In his latest interview with Fund Insiders Forum De Tijd & L’Echo, Terry Smith discusses a number of topics including why the ideal company to invest in doesn’t pay a dividend. Here’s an excerpt from the interview:
Question: How important is this dividend yield for you and your selection of the companies?
Smith: Not at all important to us. You in my view you should never invest in equities for income. You should invest in equities for the greatest total return that you can get. So that’s the growth of the share price plus any income and if you need to spend some money sell some of your holdings, which I know isn’t rational to some people but I assure you is the correct way to do this.
The ideal company doesn’t pay a dividend and if a company can make a 30% return on capital why would you want it to pay you a dividend? You by and large can’t make a 30% return on capital so you want it to retain the earnings and generate that return for you.
That’s something which I touched upon in the presentation, this unique facet of equities that they’ve got this unique characteristic of retaining part of your earnings for you and reinvesting it. If they do that in a high quality business with higher returns on capital they will compound in value much better than you can with a dividend that they pay you.

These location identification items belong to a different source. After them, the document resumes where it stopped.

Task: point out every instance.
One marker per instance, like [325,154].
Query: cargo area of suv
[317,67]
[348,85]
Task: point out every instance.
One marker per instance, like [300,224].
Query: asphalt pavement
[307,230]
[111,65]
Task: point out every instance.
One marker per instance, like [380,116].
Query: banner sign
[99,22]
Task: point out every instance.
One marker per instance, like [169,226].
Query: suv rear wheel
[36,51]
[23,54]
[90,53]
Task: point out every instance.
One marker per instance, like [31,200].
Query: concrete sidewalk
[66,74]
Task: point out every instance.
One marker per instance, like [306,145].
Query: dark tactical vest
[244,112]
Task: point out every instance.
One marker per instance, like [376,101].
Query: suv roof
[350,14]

People say well you could always take the dividend and reinvest it, yes after you’ve paid the tax primarily I mean I know you might have it in a non-taxable account but aside from that you’re basically… it’s an inefficient mechanism. There are dealing costs and tax to take into account
I guess the thing that seals it more than anything for this is Berkshire Hathaway, the famous… infamous Warren Buffett’s company which he took control of in June I think was in 1965 and which at least until recent years, very recent years, was probably the greatest investment performance post World War II in terms of its performance has never paid a dividend.